There was no heavy drumbeat, no electric guitar. The sound was unadulterated and simple.
En Chordais played two compositions written by group members. The kanun and the oud were employed in clever fashion to produce a modern, very Turkish and traditionally referential sound.
In the second of the compositions, the oud played a throbbing and syncopated meter, making the air pulsate with this slow, driving beat while the kanun played what sounded like a complex and rich jazz improvisational solo over the rhythm.
Without deviating from all precepts of classical Turkish music, the compositions frolicked within these themes, at some parts sounding like rock music, at others, using unstructured musical forms and unusual tonal chords and modes.
Especially outstanding was the Egyptian singer and Ressala vocalist, Mostafa Saad, one of three participating Egyptian musicians including Mohamed Farag, nay player, and Ayman Mabrouk on percussion.
Coming on stage in the second half of the bill, his benevolent demeanor and warm tenor blended delectably with the vocals of the Turkish female and Greek male singers. By the end of the show, when they all joined on stage for the finale, trading verses in their own languages, Saad had the audience clapping enthusiastically, the formal bearing of the concert overcome by enthusiastic, laughing Egyptians.
The concert was the second leg of the three-part Golden Routes Festival, “In the footsteps of Piri Reis” — a traipsing around the Mediterranean, including Genoa, Athens, Naples, Palermo and Tunis, to name a few— that follows the voyages of the famous navigator of the same name.

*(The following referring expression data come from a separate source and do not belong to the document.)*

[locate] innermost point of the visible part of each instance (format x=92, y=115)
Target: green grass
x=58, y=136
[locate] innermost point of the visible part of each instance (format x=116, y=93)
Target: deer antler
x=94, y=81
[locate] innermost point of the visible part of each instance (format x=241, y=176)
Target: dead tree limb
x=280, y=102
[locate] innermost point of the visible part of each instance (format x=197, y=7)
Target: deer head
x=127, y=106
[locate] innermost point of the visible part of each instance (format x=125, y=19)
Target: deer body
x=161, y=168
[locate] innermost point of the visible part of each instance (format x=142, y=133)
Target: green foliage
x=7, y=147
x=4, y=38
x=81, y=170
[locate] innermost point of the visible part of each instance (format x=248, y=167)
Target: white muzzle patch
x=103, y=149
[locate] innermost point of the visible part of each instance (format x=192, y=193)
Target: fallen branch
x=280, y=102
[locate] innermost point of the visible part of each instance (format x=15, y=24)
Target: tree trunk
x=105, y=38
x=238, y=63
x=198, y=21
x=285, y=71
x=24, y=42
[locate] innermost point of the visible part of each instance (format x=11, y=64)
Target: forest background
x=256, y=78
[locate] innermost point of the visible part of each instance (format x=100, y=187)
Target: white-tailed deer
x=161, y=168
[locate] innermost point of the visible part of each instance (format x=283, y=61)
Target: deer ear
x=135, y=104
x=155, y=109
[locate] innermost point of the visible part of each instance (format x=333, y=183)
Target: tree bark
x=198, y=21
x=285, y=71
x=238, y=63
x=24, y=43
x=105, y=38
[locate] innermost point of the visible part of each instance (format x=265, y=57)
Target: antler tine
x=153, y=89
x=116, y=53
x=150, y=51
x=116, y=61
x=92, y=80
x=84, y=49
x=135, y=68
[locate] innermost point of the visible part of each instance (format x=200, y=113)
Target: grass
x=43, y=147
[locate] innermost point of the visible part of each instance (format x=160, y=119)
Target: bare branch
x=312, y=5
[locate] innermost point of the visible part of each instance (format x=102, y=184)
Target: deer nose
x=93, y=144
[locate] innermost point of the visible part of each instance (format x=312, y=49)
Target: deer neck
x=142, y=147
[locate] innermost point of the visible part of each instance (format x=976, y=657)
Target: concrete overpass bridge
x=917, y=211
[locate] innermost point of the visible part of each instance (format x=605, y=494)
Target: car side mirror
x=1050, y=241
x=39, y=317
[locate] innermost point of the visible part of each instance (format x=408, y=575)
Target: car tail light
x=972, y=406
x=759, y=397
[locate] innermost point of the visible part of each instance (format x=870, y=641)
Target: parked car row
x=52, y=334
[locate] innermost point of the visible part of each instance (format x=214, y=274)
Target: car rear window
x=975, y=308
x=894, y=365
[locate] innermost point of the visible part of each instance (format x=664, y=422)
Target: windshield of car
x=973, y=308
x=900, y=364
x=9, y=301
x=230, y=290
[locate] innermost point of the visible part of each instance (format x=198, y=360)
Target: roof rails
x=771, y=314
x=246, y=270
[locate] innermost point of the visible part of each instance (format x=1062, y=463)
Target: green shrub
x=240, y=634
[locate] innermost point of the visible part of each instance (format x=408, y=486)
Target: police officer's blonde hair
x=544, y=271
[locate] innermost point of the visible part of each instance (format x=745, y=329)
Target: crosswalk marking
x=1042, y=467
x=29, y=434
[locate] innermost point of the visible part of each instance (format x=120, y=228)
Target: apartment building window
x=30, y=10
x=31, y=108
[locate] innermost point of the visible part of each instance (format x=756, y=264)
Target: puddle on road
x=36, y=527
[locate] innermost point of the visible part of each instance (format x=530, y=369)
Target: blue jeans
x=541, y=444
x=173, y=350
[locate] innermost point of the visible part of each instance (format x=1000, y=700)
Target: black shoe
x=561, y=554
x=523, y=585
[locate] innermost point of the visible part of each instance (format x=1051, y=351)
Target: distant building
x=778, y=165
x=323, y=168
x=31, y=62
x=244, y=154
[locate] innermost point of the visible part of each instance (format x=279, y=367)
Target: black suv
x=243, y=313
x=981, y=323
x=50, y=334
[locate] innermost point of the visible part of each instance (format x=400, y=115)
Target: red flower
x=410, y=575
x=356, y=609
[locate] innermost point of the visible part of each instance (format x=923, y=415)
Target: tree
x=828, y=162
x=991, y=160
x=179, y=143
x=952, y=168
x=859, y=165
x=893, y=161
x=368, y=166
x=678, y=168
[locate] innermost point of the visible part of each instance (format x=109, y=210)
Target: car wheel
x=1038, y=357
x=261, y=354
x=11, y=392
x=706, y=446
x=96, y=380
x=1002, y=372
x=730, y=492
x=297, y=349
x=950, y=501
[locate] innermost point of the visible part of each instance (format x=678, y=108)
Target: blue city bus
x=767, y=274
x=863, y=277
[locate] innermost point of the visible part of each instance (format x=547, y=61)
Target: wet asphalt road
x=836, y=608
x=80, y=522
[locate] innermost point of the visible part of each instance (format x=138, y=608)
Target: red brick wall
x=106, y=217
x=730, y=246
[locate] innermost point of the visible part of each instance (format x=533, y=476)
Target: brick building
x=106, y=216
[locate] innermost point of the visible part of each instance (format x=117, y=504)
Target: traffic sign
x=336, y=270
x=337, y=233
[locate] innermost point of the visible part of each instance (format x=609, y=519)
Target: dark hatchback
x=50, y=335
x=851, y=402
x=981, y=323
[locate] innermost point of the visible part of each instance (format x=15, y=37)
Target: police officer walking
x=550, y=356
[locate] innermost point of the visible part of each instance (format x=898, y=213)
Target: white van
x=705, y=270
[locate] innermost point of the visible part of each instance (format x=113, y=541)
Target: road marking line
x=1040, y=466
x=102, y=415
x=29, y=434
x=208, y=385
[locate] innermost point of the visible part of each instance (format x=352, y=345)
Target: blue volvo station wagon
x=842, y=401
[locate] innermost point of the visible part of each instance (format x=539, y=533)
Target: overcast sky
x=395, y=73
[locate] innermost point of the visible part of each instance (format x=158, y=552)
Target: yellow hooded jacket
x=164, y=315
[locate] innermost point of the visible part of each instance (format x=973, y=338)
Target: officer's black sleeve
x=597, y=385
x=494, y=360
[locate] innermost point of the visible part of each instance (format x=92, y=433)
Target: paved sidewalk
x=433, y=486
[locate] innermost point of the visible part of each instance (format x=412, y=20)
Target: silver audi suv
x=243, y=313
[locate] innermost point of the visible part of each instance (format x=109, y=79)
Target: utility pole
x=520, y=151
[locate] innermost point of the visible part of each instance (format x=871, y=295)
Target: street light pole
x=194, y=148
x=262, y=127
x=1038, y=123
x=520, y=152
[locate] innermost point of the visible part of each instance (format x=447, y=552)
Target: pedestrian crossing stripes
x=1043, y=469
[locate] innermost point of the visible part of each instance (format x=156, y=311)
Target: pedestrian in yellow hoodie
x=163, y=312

Along with musicians, the caravan comprised a cartoonist, writer, photographers and filmmakers. The last leg of the journey will involve 15 countries in Eastern Europe. Even more ambitiously, the group is going by bus for the 26-day tour.

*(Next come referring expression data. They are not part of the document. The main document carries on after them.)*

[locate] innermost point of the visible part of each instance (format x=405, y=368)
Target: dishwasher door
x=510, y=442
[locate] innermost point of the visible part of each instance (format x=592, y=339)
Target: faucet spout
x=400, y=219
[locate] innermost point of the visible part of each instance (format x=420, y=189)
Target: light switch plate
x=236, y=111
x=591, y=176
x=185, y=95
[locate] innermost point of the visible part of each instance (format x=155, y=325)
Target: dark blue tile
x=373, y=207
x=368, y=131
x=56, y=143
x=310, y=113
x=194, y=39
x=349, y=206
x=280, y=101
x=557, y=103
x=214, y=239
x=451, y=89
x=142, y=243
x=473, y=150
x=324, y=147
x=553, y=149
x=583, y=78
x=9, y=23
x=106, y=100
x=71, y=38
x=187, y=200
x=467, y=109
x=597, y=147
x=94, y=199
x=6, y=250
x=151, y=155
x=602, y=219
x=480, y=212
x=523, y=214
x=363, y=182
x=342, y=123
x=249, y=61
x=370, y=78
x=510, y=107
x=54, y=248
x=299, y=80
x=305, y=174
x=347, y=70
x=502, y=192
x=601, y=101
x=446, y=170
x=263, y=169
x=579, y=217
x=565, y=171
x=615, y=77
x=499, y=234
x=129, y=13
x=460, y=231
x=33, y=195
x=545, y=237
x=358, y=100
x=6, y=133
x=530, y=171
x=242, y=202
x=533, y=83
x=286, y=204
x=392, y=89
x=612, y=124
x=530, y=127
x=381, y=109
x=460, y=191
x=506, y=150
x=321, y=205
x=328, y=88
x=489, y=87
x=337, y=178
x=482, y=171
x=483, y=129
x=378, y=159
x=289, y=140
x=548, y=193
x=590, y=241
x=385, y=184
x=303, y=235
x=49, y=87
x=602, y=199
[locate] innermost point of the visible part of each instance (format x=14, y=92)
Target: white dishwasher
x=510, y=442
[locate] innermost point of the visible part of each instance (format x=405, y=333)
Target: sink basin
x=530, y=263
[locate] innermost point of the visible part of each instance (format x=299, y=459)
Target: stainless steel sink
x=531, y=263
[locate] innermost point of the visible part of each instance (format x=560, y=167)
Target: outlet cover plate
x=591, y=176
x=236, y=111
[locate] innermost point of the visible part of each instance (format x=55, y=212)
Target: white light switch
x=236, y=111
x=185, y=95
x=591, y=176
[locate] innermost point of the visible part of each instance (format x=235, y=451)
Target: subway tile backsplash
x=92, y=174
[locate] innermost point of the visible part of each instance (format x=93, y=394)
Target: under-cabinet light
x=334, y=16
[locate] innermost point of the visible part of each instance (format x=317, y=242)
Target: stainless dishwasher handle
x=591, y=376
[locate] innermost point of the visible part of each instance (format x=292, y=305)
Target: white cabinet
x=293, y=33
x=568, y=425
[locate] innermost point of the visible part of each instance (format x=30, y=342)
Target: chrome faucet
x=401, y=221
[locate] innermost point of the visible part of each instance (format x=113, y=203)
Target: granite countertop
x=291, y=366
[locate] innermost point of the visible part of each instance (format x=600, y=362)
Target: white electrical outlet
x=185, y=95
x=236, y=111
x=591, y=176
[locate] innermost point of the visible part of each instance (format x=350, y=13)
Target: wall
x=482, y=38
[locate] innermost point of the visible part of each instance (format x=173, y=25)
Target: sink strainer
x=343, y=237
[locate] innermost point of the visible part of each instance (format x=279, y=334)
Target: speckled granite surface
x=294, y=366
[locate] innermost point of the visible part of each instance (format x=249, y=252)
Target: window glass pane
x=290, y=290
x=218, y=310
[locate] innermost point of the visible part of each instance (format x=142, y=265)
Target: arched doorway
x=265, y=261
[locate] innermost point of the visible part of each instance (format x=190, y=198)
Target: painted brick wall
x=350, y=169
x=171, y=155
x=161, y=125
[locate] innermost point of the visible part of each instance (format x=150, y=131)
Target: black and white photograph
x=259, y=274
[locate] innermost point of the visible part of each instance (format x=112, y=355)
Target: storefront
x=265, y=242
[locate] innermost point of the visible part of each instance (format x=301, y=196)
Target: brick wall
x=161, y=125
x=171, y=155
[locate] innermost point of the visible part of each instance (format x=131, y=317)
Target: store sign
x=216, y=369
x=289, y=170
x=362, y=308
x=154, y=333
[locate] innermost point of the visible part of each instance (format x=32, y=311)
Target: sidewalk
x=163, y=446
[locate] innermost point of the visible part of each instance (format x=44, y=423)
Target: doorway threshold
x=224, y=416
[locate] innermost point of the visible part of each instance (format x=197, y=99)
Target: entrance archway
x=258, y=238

The objective of the Golden Routes is to initiate intercultural dialogue, spurred in part by Turkey's bid to join the EU and by “Istanbul 2010: European Capital of Culture,” a yearlong project to squeeze in as many cultural events in and out of Istanbul and without during the period of a year.
Indeed, straddling Western and Eastern cultural histories means that Istanbul is a real breeding ground for the kind of interchange that nurtures culture.

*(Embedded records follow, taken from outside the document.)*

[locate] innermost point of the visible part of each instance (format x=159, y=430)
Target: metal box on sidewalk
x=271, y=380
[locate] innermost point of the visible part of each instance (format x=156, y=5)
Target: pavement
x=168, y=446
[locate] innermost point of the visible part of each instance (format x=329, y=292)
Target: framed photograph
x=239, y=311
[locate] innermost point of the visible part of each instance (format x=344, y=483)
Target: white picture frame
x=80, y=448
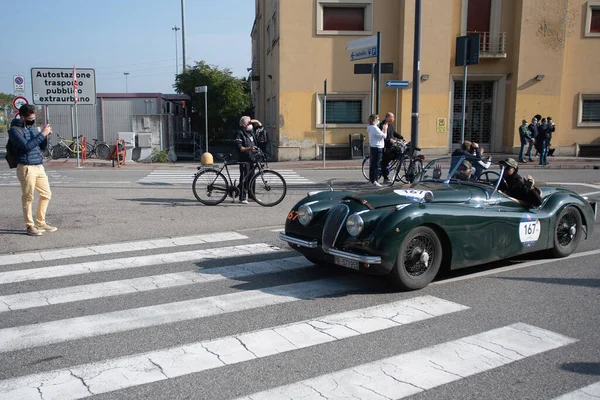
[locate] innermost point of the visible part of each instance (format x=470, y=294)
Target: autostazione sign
x=55, y=86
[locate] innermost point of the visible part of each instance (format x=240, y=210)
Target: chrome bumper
x=312, y=244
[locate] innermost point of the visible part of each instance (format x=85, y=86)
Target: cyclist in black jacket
x=245, y=142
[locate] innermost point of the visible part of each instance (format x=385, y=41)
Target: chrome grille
x=333, y=224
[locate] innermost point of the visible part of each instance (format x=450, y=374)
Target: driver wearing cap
x=514, y=185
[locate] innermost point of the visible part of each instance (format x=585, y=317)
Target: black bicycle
x=266, y=187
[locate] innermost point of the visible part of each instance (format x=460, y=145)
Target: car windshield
x=462, y=170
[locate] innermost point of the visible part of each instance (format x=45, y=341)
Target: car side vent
x=333, y=224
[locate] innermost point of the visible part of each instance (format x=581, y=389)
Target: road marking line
x=34, y=335
x=43, y=298
x=415, y=372
x=591, y=392
x=120, y=373
x=47, y=255
x=513, y=267
x=135, y=262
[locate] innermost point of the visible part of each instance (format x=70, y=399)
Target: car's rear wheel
x=567, y=232
x=419, y=259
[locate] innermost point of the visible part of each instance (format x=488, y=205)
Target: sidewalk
x=558, y=162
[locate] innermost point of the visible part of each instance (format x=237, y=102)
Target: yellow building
x=536, y=57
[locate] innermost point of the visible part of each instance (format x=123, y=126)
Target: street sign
x=386, y=68
x=361, y=54
x=19, y=85
x=396, y=83
x=19, y=101
x=51, y=86
x=362, y=43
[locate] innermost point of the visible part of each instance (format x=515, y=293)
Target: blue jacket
x=29, y=146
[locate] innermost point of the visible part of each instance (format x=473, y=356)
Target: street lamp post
x=175, y=28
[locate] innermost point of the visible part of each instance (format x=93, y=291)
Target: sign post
x=204, y=89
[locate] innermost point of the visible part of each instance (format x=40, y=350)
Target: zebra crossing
x=129, y=279
x=162, y=177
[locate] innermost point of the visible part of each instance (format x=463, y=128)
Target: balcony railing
x=490, y=46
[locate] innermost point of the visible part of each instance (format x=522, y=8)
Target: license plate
x=344, y=262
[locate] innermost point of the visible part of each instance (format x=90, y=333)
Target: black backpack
x=11, y=154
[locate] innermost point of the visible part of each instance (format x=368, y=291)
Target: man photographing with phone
x=28, y=144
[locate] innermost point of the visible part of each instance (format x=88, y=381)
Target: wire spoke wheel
x=210, y=187
x=419, y=259
x=567, y=232
x=268, y=188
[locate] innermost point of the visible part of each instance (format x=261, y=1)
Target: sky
x=117, y=36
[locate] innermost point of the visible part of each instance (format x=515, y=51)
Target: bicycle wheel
x=268, y=188
x=210, y=187
x=365, y=167
x=102, y=151
x=57, y=152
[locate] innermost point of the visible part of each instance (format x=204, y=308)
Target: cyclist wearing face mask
x=28, y=143
x=245, y=142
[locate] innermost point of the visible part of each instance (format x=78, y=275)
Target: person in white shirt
x=376, y=143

Speaking to Özdem Petek, coordinator of the festival, I asked how two cities with similar historical roots have taken such different trajectories. While Istanbul has emerged as a major culture city, Alexandria is become a city of ghosts in the European mindset.
“Food is a good example, because while it is a major similarity, it also shows the differences [between us],” Petek said. “Hummus and tahina are remains from the Ottoman Period, and are the most important elements of Turkish food, but Turkish food today is also a mix of different cultures: Greece, Caucasus, the rest of Europe.
“Certainly Alex is a beautiful city. But for members of the group who hadn't visited before, they were surprised. Both countries are Islamic countries; the first similarity we found between Istanbul and Alexandria is the call of the adhan (call to prayer)… We are not taught in Turkey from the Orientalist perspective. We are Islamic and empathetic. But we have different social norms, for example, seeing families sitting together at four in the morning, though this probably is because of the weather (he laughs).
“Historically, both cities in Ottoman history are port cities. But for Turkey, change came with the Republican Revolution in 1923. Ataturk affected social, cultural and educational areas of society greatly. The alphabet became Latin. We had a revolution. Also, because of this Western and Eastern history Turkey can communicate easily and collaborate with both kinds of cultures.
“That is what the concert last night was about. Music is universal and random. When instruments and voices speak in music, they can unite people.”